Scientific significance
Ocean surface waves, generated primarily by the action of wind, are an integral component of the Earth system due to their role in modulating momentum, heat and moisture fluxes between the ocean and atmosphere. Third-generation spectral wave models are the best tools we have for modelling wave generation, transformation, and decay across the global oceans. These models explicitly resolve the full two-dimensional wave action spectrum and evolve it through physically based source terms representing wind input, nonlinear wave–wave interactions, and dissipation, without imposing constraints on spectral shape or wave growth. They also describe key propagation processes such as advection, refraction, and shoaling. ecWAM is ECMWF’s state-of-the-art third-generation spectral wave model and a core component of the IFS Earth system.
GPU-adaptation strategy
Because ecWAM contains a diverse set of computational patterns in the model, a mixed strategy was used to adapt ecWAM to GPUs.

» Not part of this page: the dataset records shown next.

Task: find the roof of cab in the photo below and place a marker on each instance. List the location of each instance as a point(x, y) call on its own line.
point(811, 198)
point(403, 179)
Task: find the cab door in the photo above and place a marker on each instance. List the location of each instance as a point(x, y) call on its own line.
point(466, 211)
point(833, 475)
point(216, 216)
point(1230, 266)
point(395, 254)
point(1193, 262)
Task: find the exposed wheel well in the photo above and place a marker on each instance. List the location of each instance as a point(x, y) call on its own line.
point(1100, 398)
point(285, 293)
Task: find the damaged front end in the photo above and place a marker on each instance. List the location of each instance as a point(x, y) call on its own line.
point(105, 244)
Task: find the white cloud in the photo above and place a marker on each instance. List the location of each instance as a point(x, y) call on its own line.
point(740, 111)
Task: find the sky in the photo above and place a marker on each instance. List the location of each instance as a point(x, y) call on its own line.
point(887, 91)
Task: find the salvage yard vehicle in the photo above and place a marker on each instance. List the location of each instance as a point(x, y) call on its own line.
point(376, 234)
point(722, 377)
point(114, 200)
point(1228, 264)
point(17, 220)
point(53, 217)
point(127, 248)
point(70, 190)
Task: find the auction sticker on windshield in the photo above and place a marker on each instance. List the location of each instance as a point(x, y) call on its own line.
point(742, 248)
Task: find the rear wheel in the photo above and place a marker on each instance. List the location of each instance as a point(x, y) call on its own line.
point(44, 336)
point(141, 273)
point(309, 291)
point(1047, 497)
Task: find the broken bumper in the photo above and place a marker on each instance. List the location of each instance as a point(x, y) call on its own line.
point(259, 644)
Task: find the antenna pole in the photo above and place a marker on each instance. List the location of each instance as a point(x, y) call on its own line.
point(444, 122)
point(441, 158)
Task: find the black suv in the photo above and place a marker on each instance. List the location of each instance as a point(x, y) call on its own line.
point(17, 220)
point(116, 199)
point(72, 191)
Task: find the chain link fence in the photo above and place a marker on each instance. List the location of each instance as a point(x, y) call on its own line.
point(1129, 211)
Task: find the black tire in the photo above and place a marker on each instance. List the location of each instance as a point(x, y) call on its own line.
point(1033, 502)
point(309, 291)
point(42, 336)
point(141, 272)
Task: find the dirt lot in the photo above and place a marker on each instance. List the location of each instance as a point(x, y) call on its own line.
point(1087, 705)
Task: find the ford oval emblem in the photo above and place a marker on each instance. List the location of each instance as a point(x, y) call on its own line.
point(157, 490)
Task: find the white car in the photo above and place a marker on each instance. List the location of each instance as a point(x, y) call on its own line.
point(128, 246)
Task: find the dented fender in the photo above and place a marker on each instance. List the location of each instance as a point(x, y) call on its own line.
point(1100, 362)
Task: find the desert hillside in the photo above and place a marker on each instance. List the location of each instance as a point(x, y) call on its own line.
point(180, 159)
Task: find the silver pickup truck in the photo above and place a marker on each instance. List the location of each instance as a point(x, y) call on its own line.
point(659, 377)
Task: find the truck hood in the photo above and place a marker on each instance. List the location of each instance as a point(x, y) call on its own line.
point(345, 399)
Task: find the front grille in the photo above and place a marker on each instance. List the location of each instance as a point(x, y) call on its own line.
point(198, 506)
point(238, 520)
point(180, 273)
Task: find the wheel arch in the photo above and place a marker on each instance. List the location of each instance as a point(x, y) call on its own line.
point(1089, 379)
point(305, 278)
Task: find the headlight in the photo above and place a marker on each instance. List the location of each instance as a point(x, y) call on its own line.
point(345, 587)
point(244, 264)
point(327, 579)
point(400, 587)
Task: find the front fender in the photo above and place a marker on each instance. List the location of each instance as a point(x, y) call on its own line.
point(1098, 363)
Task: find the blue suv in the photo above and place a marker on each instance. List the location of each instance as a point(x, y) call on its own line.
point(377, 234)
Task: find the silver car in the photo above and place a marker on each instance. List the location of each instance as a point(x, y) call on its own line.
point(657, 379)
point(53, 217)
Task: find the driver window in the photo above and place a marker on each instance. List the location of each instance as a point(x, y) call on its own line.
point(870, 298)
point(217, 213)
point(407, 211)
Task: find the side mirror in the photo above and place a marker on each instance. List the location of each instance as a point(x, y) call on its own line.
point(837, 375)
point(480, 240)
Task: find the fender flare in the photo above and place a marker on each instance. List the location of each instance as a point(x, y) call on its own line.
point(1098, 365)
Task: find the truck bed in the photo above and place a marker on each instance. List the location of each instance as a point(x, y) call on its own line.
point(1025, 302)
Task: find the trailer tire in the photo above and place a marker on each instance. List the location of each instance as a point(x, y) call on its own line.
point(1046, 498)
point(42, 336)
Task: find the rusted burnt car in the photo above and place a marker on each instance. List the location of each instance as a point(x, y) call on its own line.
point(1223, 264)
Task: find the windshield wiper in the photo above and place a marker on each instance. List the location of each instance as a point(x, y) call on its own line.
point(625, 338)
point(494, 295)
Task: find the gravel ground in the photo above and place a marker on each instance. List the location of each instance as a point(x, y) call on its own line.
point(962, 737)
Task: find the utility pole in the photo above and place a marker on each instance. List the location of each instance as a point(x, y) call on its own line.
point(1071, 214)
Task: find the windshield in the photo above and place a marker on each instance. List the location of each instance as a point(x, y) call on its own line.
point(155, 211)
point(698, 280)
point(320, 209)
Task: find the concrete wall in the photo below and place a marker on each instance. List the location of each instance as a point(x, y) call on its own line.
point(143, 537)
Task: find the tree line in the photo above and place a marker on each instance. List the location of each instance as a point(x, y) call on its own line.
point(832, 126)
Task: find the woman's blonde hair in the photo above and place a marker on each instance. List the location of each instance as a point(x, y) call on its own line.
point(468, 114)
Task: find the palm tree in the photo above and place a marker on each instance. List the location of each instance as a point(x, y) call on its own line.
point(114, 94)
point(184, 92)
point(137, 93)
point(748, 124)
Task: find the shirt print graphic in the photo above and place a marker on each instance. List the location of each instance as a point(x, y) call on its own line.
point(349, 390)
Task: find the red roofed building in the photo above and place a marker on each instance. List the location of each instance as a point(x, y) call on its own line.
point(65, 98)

The wave propagation kernel uses a bespoke low-order computational stencil, and was adapted for GPU via manual, tailored code optimisations and insertion of pragma directives.
Source-term computation forms the other major scientific component of ecWAM. It represents the physical processes that generate, dissipate and redistribute wave energy. This is a large and scientifically fast evolving part of the code, and a manual GPU-adaptation strategy would thus be unsustainable. Here, ECMWF’s in-house source-to-source translation tool Loki (https://github.com/ecmwf-ifs/loki) is used to automatically generate the GPU code from the central processing unit (CPU) code as a preprocessor step in the ecWAM build procedure. Moreover, as Nvidia and AMD GPUs use distinct programming models, generating the GPU optimised code using Loki is essential for targeting both architectures without making highly intrusive code modifications. As the ecWAM source-term computation kernel features the same “single-column” (with each column comprised of one grid point) memory access pattern as the grid-point computations in the IFS dynamics and physics, the same Loki GPU-adaptation recipes can be used.
Data transfers between the separate memory spaces of a CPU and a GPU represent one of the key challenges of adaptation. To address this, the ecWAM data structures have been rewritten around Field-API (https://github.com/ecmwf-ifs/field_api), an array data management abstraction co-developed with Météo-France for the highly bespoke memory data layouts used in the IFS. Field-API provides vendor-agnostic support for highly optimised CPU-to-GPU data transfers and enables this functionality to be transparent to scientific developers behind an intuitive and non-intrusive abstraction. More details about Loki, Field-API and the wider IFS GPU-adaptation strategy can be found in the accompanying Newsletter article titled ‘GPU-adaptation of IFS for EuroHPC machines’ (see article by Lange et al. in this Newsletter).
Modularisation and open sourcing
Modularisation and open sourcing have also played a critical role in the GPU-adaptation of ecWAM. Modularisation, specifically the ability to build and test ecWAM independently of the IFS, significantly shortens the development cycle, and open sourcing greatly simplifies collaboration with external contributors.
The initial GPU-adaptation of the wave propagation kernel was performed by CINECA under a contracted DestinE activity. Both modularisation and open sourcing were instrumental in enabling this work to be completed in a timely manner. ecWAM has also benefited immensely from direct vendor contributions, initially from Nvidia and, more recently, AMD, which again was facilitated by open sourcing. Perhaps even more importantly, having a modular and open-source ecWAM also greatly lowers the barrier to continued optimisation, both by internal and external developers.
Computational performance
Whilst there is still room for optimisation, significant speedups have been achieved across a variety of GPU architectures as shown in the first figure. The entire ecWAM timestep is now executed on GPU, and data is only exchanged between CPU and GPU at the coupling points with the IFS when forcings are exchanged either way (see the second figure). Limiting the CPU–GPU data transfers in such a way allows the GPU computational performance gains to translate directly into reduced overall model-execution time.